Na volta, mais acordados e energizados pela limpeza, começam a relatar e interpretar os sonhos da véspera.
O mundo onírico tem um papel central na vida dos achuar: não só guia suas ações do dia, mas também seus planos a longo prazo, o futuro da comunidade.
E foi justamente em uma dessas cerimônias, um ritual ancestral conhecido como “guayusada”, que os anciãos compartilharam, há mais de meio século, um sonho que acabou sendo premonitório: pelas águas marrons do rio, viram descer “um barco de fogo”.
Mito ou história genuína, o certo é que essa visão se transformou recentemente em uma realidade para um grupo de comunidades achuar.

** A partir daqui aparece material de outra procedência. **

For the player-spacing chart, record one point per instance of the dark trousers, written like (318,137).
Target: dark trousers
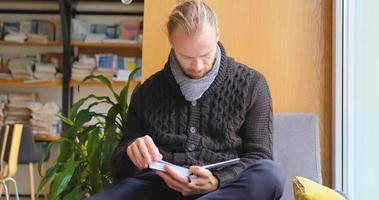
(261,181)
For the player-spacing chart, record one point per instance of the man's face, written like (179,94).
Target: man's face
(197,52)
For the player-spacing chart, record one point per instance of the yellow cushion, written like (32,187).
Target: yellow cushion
(305,189)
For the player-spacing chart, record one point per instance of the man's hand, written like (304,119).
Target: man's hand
(143,151)
(203,183)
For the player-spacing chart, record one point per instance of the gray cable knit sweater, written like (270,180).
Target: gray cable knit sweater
(233,118)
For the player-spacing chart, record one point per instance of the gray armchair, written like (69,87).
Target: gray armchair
(297,148)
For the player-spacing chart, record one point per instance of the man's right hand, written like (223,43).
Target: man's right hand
(143,151)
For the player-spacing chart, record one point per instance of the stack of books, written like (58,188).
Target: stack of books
(124,32)
(44,71)
(17,111)
(32,30)
(3,102)
(43,119)
(21,68)
(105,65)
(83,67)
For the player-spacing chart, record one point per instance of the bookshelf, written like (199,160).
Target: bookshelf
(32,43)
(121,49)
(75,83)
(22,83)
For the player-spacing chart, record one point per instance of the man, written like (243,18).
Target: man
(202,108)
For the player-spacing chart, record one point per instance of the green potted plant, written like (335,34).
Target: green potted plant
(82,167)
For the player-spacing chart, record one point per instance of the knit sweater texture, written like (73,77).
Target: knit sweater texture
(233,118)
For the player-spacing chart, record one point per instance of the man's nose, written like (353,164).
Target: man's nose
(196,64)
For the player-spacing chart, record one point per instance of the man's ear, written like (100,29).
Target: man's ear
(170,41)
(218,35)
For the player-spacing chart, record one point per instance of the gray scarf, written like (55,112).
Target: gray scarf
(193,89)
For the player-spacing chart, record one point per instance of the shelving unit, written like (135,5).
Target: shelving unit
(67,10)
(34,43)
(23,83)
(74,83)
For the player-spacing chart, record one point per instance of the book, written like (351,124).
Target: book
(129,30)
(159,165)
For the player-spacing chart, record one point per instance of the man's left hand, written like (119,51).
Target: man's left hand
(204,182)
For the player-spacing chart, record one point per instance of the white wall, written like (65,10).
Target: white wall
(55,93)
(366,99)
(363,102)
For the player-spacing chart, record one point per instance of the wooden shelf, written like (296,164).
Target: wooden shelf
(22,83)
(74,83)
(46,137)
(106,45)
(34,43)
(121,49)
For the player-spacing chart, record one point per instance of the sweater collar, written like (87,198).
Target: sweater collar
(222,73)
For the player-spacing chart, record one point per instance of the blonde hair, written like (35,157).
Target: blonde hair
(190,15)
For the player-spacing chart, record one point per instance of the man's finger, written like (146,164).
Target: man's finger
(143,150)
(171,182)
(175,175)
(152,148)
(200,172)
(138,156)
(131,155)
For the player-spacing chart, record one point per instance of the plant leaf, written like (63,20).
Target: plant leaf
(62,179)
(77,193)
(64,119)
(93,159)
(103,80)
(75,107)
(124,94)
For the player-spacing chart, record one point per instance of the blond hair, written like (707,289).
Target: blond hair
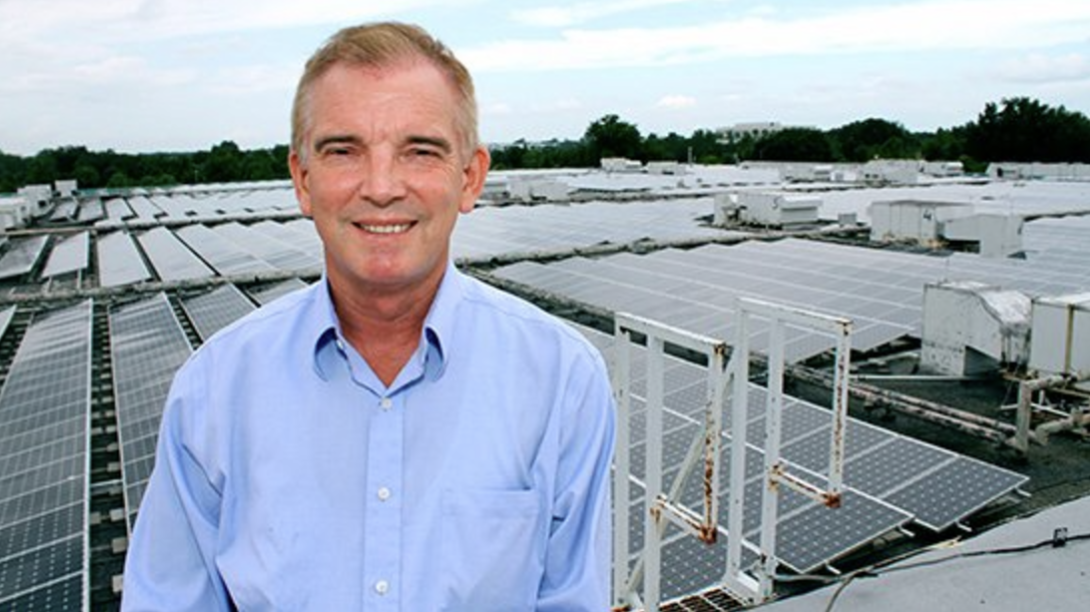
(382,45)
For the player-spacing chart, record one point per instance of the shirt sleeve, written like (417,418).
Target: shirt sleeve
(578,554)
(170,563)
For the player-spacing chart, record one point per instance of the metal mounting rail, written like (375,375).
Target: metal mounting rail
(723,379)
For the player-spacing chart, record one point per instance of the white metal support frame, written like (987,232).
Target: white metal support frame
(705,448)
(736,579)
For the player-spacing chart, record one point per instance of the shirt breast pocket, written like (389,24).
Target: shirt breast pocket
(493,549)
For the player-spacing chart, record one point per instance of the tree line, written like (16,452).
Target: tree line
(1017,129)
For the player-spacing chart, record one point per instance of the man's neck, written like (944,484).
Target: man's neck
(385,326)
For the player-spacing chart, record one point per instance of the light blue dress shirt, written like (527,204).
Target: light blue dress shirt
(289,477)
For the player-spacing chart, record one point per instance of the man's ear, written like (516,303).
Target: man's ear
(299,174)
(475,172)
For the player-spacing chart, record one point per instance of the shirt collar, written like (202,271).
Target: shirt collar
(329,347)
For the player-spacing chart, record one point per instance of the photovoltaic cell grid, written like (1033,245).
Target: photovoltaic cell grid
(44,465)
(71,254)
(170,258)
(5,316)
(547,228)
(220,253)
(119,261)
(91,211)
(880,290)
(148,346)
(22,255)
(269,292)
(891,480)
(280,254)
(217,309)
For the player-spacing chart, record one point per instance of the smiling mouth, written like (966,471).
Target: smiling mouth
(385,229)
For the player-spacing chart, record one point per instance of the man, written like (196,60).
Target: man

Desde abril de 2017, uma canoa alimentada por energia solar percorre 67 km pelos rios Capahuari e Pastaza e liga cerca de mil pessoas divididas em nove assentamentos isolados que vivem em suas margens.
Tecnologia de ponta, desenho ancestral
“A canoa solar é uma solução ideal para esse lugar porque aqui não há rede de rios navegáveis, interconectados e há uma grande necessidade de transporte alternativo”, explica à BBC Mundo Oliver Utne, o americano que deu vida ao projeto Kara Solar (Kara significa “sonho” em achuar), depois de conviver com a comunidade durante anos.
“Como a gasolina só pode chegar aqui por avião, custa cinco vezes mais que no resto do país”, explica. É um luxo que não se podem dar.
“Por outro lado, a ameaça de chegada de estradas a esse território, um dos lugares com maior biodiversidade do mundo, está muito presente.”
“Trazê-las até aqui significaria a destruição dessa biodiversidade e produziria um impacto muito forte nessas culturas”, argumenta o jovem de pouco mais de 30 anos, cabelos loiros e olhos azuis que os achuar tratam como mais um da família.
Com um teto de 32 painéis solares sobre uma canoa tradicional de 16 metros de comprimento e dois de largura, Tapiatpia encarna a fusão da tecnologia moderna com o conhecimento ancestral.
Feita com fibra de vidro em vez de madeira para estender sua vida útil, a canoa tomou emprestado o desenho de embarcação típica dos indígenas cofanes do norte do Equador.Depois de vários estudos de navegabilidade, foi o modelo que melhor se adaptou às condições amazônicas.